The second deficiency, XL Foods says, related to documentation of process.
"XL has implemented increased documentation processes to comply with CFIA requests. By developing these enhanced measures XL will increase the level of food safety," the statement said.
The CFIA alert issued Wednesday morning warns people not to eat the brand of beef steak sold in the Edmonton 50th Street Costco because it may be contaminated with E. coli. The steaks were sold and packaged between Sept. 4 to Sept. 7.
E. coli O157:H7 is potentially deadly. Health officials say it can cause bloody diarrhea, dehydration and, in the most severe cases, kidney failure.
Predy said investigators were able to test an uncooked steak that came from a package of Costco steaks and compared it to a sample from a person who got ill eating another one of the steaks.
"The lab did confirm that not only was the steak growing E.coli, but it was the same genetic pattern as the individuals who were ill."
On Wednesday, the U.S. Food Safety Inspection Service (FSIS) issued a release that says whole cuts of beef were produced at the XL Foods plant on the same production dates as the suspected tainted ground beef.
The meat cuts were used by a U.S. manufacturer to make other food products, which have not been identified.
U.S. food inspectors say that information from the Canadian Food Inspection Agency leads them to believe "that beef from cattle slaughtered during the period associated with the recall was produced under unsanitary conditions that resulted in a high event period ... when trim from carcasses exhibited an unusually high frequency of positive findings for the possible presence of E. coli 0157:H7."
"Because FSIS now has evidence gathered through effectiveness checks that whole muscle cuts were being used to produce ground beef, the agency is issuing this public health alert."
The union that represents food inspectors in Canada is raising questions about a federal government plan to eliminate the inspection of food shipments at some Canada-U.S. border points.

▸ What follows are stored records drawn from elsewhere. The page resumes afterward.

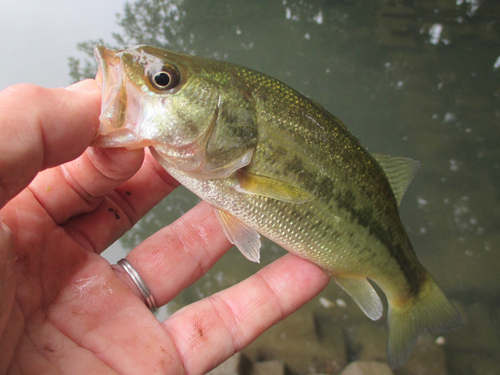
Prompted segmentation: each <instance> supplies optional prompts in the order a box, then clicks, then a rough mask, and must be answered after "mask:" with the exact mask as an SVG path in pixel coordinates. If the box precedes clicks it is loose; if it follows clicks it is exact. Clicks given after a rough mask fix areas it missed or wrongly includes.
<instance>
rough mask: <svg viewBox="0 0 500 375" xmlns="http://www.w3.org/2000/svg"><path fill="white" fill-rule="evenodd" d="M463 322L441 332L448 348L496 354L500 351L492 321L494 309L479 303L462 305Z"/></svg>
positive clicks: (493, 316)
mask: <svg viewBox="0 0 500 375" xmlns="http://www.w3.org/2000/svg"><path fill="white" fill-rule="evenodd" d="M462 311H464V313H463V316H462V318H463V319H464V324H463V325H462V326H461V327H459V328H457V329H455V330H453V331H449V332H445V333H444V334H443V336H444V337H446V342H447V344H446V346H447V349H449V350H454V351H463V352H477V353H485V354H488V353H490V354H492V355H496V354H498V353H500V340H499V336H498V331H497V330H496V324H495V321H494V318H495V311H491V310H490V309H489V307H488V306H486V305H484V304H480V303H475V304H472V305H466V306H464V307H463V310H462Z"/></svg>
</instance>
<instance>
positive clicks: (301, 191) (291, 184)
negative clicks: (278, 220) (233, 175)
mask: <svg viewBox="0 0 500 375" xmlns="http://www.w3.org/2000/svg"><path fill="white" fill-rule="evenodd" d="M238 181H239V184H238V185H236V186H235V187H234V189H235V190H236V191H237V192H240V193H245V194H253V195H262V196H264V197H269V198H273V199H277V200H280V201H284V202H290V203H297V204H298V203H305V202H310V201H312V200H313V199H314V196H313V195H312V194H311V193H309V192H307V191H305V190H304V189H301V188H300V187H298V186H294V185H292V184H289V183H287V182H284V181H280V180H277V179H275V178H272V177H266V176H260V175H256V174H253V173H249V172H240V173H239V174H238Z"/></svg>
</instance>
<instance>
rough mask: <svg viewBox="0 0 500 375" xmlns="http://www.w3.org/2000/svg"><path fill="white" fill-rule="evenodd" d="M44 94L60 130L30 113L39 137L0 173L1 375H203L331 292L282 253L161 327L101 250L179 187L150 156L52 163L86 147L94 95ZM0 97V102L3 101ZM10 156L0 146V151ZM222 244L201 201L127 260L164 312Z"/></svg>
mask: <svg viewBox="0 0 500 375" xmlns="http://www.w3.org/2000/svg"><path fill="white" fill-rule="evenodd" d="M89 85H90V86H91V87H94V88H95V86H94V85H95V84H94V83H89V82H88V81H87V82H86V83H81V84H80V87H78V86H77V89H82V87H83V89H84V90H87V87H88V86H89ZM23 90H25V91H26V92H24V93H23V94H24V95H22V98H23V101H26V100H27V101H28V102H29V100H33V101H36V100H38V101H39V100H40V99H38V98H39V97H40V95H39V92H33V87H30V88H24V89H23ZM30 90H31V91H30ZM37 90H38V89H37ZM35 91H36V90H35ZM46 91H50V93H51V94H52V95H53V96H56V97H57V98H59V104H60V106H62V108H63V109H64V111H62V110H61V108H59V107H57V106H56V107H54V105H52V106H51V107H50V111H51V112H50V113H51V116H52V117H57V116H59V117H57V118H58V121H59V122H58V121H49V120H50V118H49V119H47V116H49V115H47V112H43V111H41V112H40V111H39V112H38V113H37V114H36V115H35V119H36V120H37V121H34V122H33V123H34V125H33V124H31V125H30V126H32V127H35V128H36V127H37V126H38V127H42V128H43V127H44V126H45V128H44V129H43V130H42V131H39V133H41V134H42V136H40V137H39V138H36V137H35V140H34V141H33V144H31V145H29V147H26V150H27V151H26V152H24V153H23V150H22V149H21V150H20V152H19V153H17V154H16V158H17V159H16V158H14V159H15V160H13V161H12V160H10V161H7V162H4V165H6V167H5V168H2V169H0V174H1V175H0V188H1V189H0V207H2V206H3V205H4V206H3V208H2V209H1V210H0V222H3V223H5V224H6V225H7V226H8V227H9V228H10V230H11V232H10V231H9V230H8V229H7V227H5V226H2V227H1V229H0V301H1V304H0V373H13V374H15V373H26V374H31V373H33V374H40V373H71V374H78V373H82V374H89V373H120V374H126V373H131V374H132V373H133V374H138V373H144V374H152V373H168V374H183V373H186V374H201V373H205V372H206V371H208V370H210V369H211V368H213V367H214V366H216V365H217V364H218V363H220V362H222V361H223V360H225V359H226V358H228V357H229V356H231V355H232V354H234V353H235V352H236V351H238V350H240V349H242V348H243V347H245V346H246V345H248V343H250V342H251V341H252V340H253V339H255V338H256V337H257V336H258V335H259V334H260V333H262V332H263V331H264V330H265V329H267V328H268V327H270V326H271V325H272V324H274V323H275V322H277V321H279V320H280V319H282V318H284V317H285V316H287V315H289V314H290V313H291V312H293V311H294V310H295V309H297V308H298V307H300V306H301V305H302V304H304V303H305V302H306V301H307V300H309V299H310V298H312V297H313V296H314V295H315V294H317V293H318V292H319V291H320V290H321V289H322V288H323V287H324V286H325V285H326V283H327V282H328V277H327V276H326V275H325V274H324V273H323V272H322V271H321V270H319V269H318V268H317V267H316V266H313V265H312V264H310V263H308V262H306V261H303V260H301V259H299V258H297V257H294V256H291V255H288V256H286V257H284V258H282V259H280V260H278V261H276V262H275V263H273V264H271V265H270V266H268V267H266V268H264V269H263V270H262V271H261V272H259V273H258V274H256V275H254V276H253V277H251V278H249V279H247V280H245V281H243V282H242V283H240V284H238V285H236V286H234V287H232V288H230V289H227V290H225V291H222V292H220V293H218V294H216V295H214V296H211V297H208V298H206V299H204V300H201V301H199V302H197V303H194V304H192V305H190V306H187V307H186V308H184V309H182V310H180V311H178V312H177V313H176V314H174V315H172V316H171V317H170V318H169V319H167V320H166V321H165V322H162V323H160V322H158V320H157V319H156V318H155V317H154V315H152V314H151V313H150V312H149V310H148V309H147V307H146V306H145V305H144V303H143V302H142V301H141V299H140V298H138V294H137V290H135V289H134V287H133V284H131V283H130V280H129V279H128V278H127V276H126V275H125V274H123V272H120V269H119V268H113V267H111V266H110V265H109V263H108V262H107V261H106V260H105V259H104V258H102V257H101V256H100V255H99V254H100V253H101V252H102V251H103V250H104V249H105V248H106V247H107V246H109V244H111V243H112V242H113V241H115V240H116V239H117V238H119V237H120V236H121V235H122V234H123V233H124V232H125V231H126V230H128V229H129V228H130V227H131V226H132V225H133V224H134V223H135V222H136V221H137V220H138V219H139V218H140V217H142V216H143V215H144V214H145V213H146V212H147V211H149V210H150V209H151V208H152V207H153V206H154V205H156V204H157V203H158V202H159V201H160V200H161V199H162V198H163V197H164V196H165V195H167V194H168V193H169V192H170V191H171V190H172V189H173V188H174V187H175V186H176V182H175V181H174V180H173V179H172V178H171V177H170V176H169V175H168V174H167V173H166V172H165V171H164V170H163V169H161V167H159V166H158V164H156V162H155V161H154V159H153V158H152V157H151V155H150V154H147V155H146V158H145V159H144V161H143V158H144V156H143V155H144V153H143V152H142V151H134V152H131V151H126V150H118V149H117V150H97V149H87V151H86V152H85V153H83V154H82V155H81V156H80V157H79V158H78V159H76V160H74V161H71V162H68V163H66V164H62V165H60V166H58V165H59V164H61V163H64V162H67V161H68V160H71V159H73V158H74V157H76V156H78V155H79V154H81V153H82V152H83V151H84V150H85V148H86V147H87V146H88V144H89V143H90V140H91V139H92V137H93V134H94V132H95V127H96V126H97V125H96V119H97V116H96V114H97V113H98V106H96V105H95V104H96V103H98V99H99V97H98V94H97V93H95V92H93V95H94V96H92V95H91V94H90V93H85V95H83V93H80V94H81V95H79V96H76V97H72V95H73V96H75V95H76V94H77V93H69V92H66V91H65V90H59V91H57V92H56V91H55V90H54V91H51V90H46ZM87 91H88V90H87ZM0 94H4V96H3V97H2V96H1V95H0V102H1V100H2V99H3V103H5V102H6V101H5V92H3V93H0ZM44 94H45V95H44V97H49V99H50V95H47V92H44ZM7 95H12V93H10V92H9V93H7ZM30 95H31V96H30ZM8 98H9V97H7V99H8ZM49 99H47V100H49ZM71 100H74V101H75V102H77V103H81V102H82V101H83V102H85V104H86V105H87V107H89V106H90V107H92V105H94V107H95V108H94V107H92V108H93V110H94V112H95V113H93V112H92V111H90V112H89V110H88V109H87V108H86V107H85V106H84V105H82V107H83V108H82V109H80V111H81V112H80V113H76V114H73V117H71V116H69V115H68V113H69V114H71V111H69V110H68V108H69V109H74V108H73V107H72V106H74V107H75V108H76V104H74V103H73V104H72V102H71ZM7 103H8V105H7V110H12V109H13V108H14V110H15V109H16V106H15V104H16V102H15V100H14V101H12V100H11V101H10V102H9V101H8V100H7ZM61 103H62V104H61ZM22 105H25V104H24V102H23V103H22ZM33 107H34V108H35V109H36V106H33ZM30 108H31V107H30ZM58 109H59V110H60V111H59V112H58ZM0 110H2V108H1V105H0ZM18 110H19V108H18ZM2 112H3V113H7V111H0V113H2ZM82 112H83V113H82ZM61 113H64V114H66V115H68V117H69V118H70V119H69V120H68V119H65V118H64V116H62V115H61ZM25 117H27V116H25ZM49 117H50V116H49ZM75 119H76V120H75ZM1 120H2V118H1V116H0V125H2V121H1ZM52 120H53V118H52ZM65 121H66V122H69V123H70V125H71V126H68V127H65V126H64V125H66V123H65ZM61 122H62V126H61ZM6 123H7V122H5V121H4V122H3V124H6ZM52 123H55V124H56V125H58V126H60V128H59V129H58V132H59V133H61V132H63V133H64V129H67V128H69V129H71V130H72V131H71V132H66V133H64V134H63V135H60V134H59V133H57V134H56V133H54V134H53V132H51V131H50V129H49V128H50V126H52V125H50V124H52ZM47 124H49V125H47ZM89 124H91V125H89ZM8 125H9V124H8ZM8 125H6V126H8ZM21 125H23V124H21ZM2 126H3V125H2ZM54 126H55V125H54ZM61 129H62V130H61ZM35 133H36V132H35ZM51 137H52V138H51ZM15 141H16V138H15V137H14V141H13V142H14V143H15ZM40 143H41V144H42V145H41V146H40ZM36 145H38V147H36ZM72 146H73V147H72ZM8 147H9V145H7V144H6V142H3V143H2V141H0V148H1V149H5V148H8ZM16 147H17V148H16V150H17V149H19V148H20V147H21V146H20V145H19V144H17V145H16ZM61 147H62V148H66V150H62V151H61ZM21 148H22V147H21ZM33 149H35V150H38V154H36V152H35V155H33V152H32V150H33ZM30 150H31V151H30ZM40 160H42V161H40ZM1 162H3V161H2V160H0V165H2V163H1ZM9 163H10V164H9ZM52 166H56V167H54V168H50V167H52ZM45 168H48V169H45ZM139 168H140V169H139ZM40 169H45V170H44V171H43V172H41V173H38V175H37V176H36V178H35V179H34V180H33V182H32V183H31V184H30V185H29V186H28V188H26V189H24V190H22V189H23V188H24V187H25V186H26V185H27V183H28V182H29V180H31V179H32V178H33V177H34V176H35V175H36V174H37V172H38V171H39V170H40ZM19 171H20V172H19ZM137 171H138V172H137ZM23 172H24V173H23ZM21 190H22V191H21ZM19 191H21V192H20V193H19V194H18V195H17V196H15V195H16V194H17V193H18V192H19ZM14 196H15V197H14ZM12 197H14V198H12ZM11 198H12V199H11ZM9 200H10V202H9ZM7 202H8V203H7ZM229 247H230V244H229V242H228V241H227V239H226V238H225V236H224V234H223V233H222V231H221V229H220V228H219V225H218V223H217V220H216V219H215V216H214V215H213V212H212V209H211V207H209V206H208V205H207V204H205V203H203V202H202V203H201V204H199V205H198V206H197V207H195V208H194V209H193V210H191V211H190V212H188V213H187V214H186V215H184V216H183V217H182V218H180V219H179V220H178V221H177V222H176V223H174V224H172V225H170V226H169V227H166V228H164V229H162V230H161V231H159V232H158V233H156V234H155V235H154V236H152V237H150V238H149V239H148V240H146V241H144V242H143V243H142V244H141V245H139V246H138V247H137V248H136V249H134V250H133V251H132V252H131V253H130V254H129V255H128V256H127V258H128V260H129V261H130V262H131V263H132V264H133V265H134V267H135V268H136V269H137V270H138V272H139V273H140V274H141V276H142V277H143V278H144V279H145V281H146V283H147V285H148V286H149V287H150V289H151V291H152V293H153V295H154V296H155V299H156V302H157V303H158V305H160V306H161V305H163V304H165V303H167V302H168V301H170V300H171V299H172V298H173V297H174V296H175V295H176V294H178V293H179V292H180V291H181V290H182V289H184V288H185V287H187V286H188V285H190V284H191V283H192V282H194V281H195V280H196V279H197V278H199V277H200V276H201V275H203V274H204V273H205V272H206V271H207V270H208V269H209V268H210V267H211V266H212V265H213V264H214V263H215V262H216V261H217V260H218V259H219V257H220V256H222V255H223V254H224V252H225V251H227V250H228V249H229Z"/></svg>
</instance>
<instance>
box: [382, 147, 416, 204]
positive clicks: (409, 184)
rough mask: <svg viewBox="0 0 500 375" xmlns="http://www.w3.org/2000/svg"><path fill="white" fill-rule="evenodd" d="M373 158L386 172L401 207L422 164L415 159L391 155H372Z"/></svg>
mask: <svg viewBox="0 0 500 375" xmlns="http://www.w3.org/2000/svg"><path fill="white" fill-rule="evenodd" d="M372 156H373V157H374V158H375V160H376V161H377V162H378V163H379V165H380V166H381V167H382V169H383V170H384V172H385V175H386V176H387V179H388V180H389V183H390V184H391V187H392V191H393V192H394V196H395V197H396V201H397V202H398V205H399V204H400V203H401V199H402V198H403V195H404V193H405V192H406V189H408V185H410V182H411V180H412V179H413V176H415V173H416V172H417V169H418V167H419V166H420V163H419V162H418V161H416V160H413V159H409V158H401V157H394V156H389V155H380V154H372Z"/></svg>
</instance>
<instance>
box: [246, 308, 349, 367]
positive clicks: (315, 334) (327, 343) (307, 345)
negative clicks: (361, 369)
mask: <svg viewBox="0 0 500 375" xmlns="http://www.w3.org/2000/svg"><path fill="white" fill-rule="evenodd" d="M322 329H324V330H326V331H327V336H325V337H322V339H321V340H320V338H319V336H318V334H317V327H316V325H315V320H314V316H313V313H312V312H311V311H310V310H308V309H304V310H300V311H298V312H297V313H295V314H293V315H291V316H289V317H288V318H286V319H285V320H283V321H282V322H280V323H278V324H277V325H275V326H273V327H271V328H270V329H269V330H268V331H267V332H265V333H264V334H263V335H262V336H260V337H259V338H258V339H257V340H255V341H254V342H253V343H252V344H250V345H249V346H248V347H247V348H246V349H244V352H245V353H246V355H247V356H248V357H250V358H252V359H253V360H254V361H258V362H261V361H268V360H273V359H279V360H282V361H283V362H284V363H286V364H287V366H289V368H290V369H291V370H292V371H294V372H296V373H299V374H307V373H309V372H315V373H322V372H325V373H328V374H339V373H340V372H341V371H342V369H343V368H344V367H345V365H346V363H347V355H346V350H345V343H344V338H343V333H342V330H341V328H340V327H339V326H338V325H332V326H329V327H326V326H323V327H322Z"/></svg>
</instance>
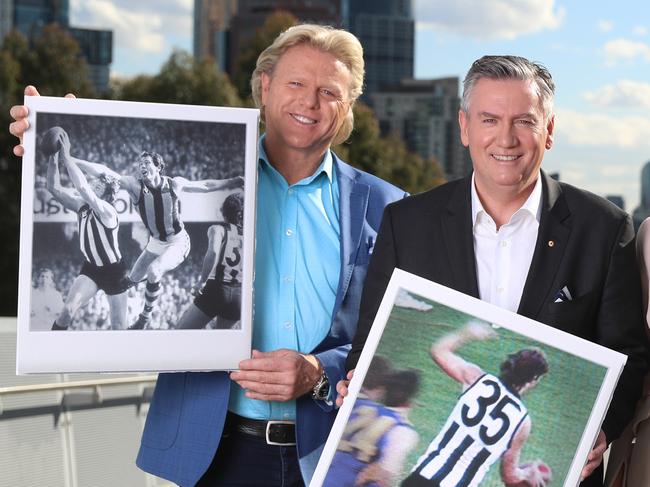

It is also speaking out about the practice of allowing the meat industry to partly police itself.
The Public Service Alliance of Canada points out it was tests by U.S. inspectors at a Montana border crossing that first detected E. coli in XL Foods ground beef on Sept. 3.
Union vice-president Fabian Murphy said Canada and the U.S. are negotiating the elimination of the inspection program.
"XL Foods is a perfect example of why we need to keep and strengthen food inspection at the border, not eliminate it," he said Wednesday from Ottawa.
XL says the Lakeside plant is the largest Canadian-owned beef facility and second largest in the country behind U.S.-owned Cargill.
Some cattle producers are wondering how the E. coli recall and export ban will affect their businesses.
Alberta health officials say there have been 66 E. coli cases in the province this year, but the numbers are down from years past because of better food handling and other safeguards.
Predy said Costco said it's no longer using the tenderizer machine.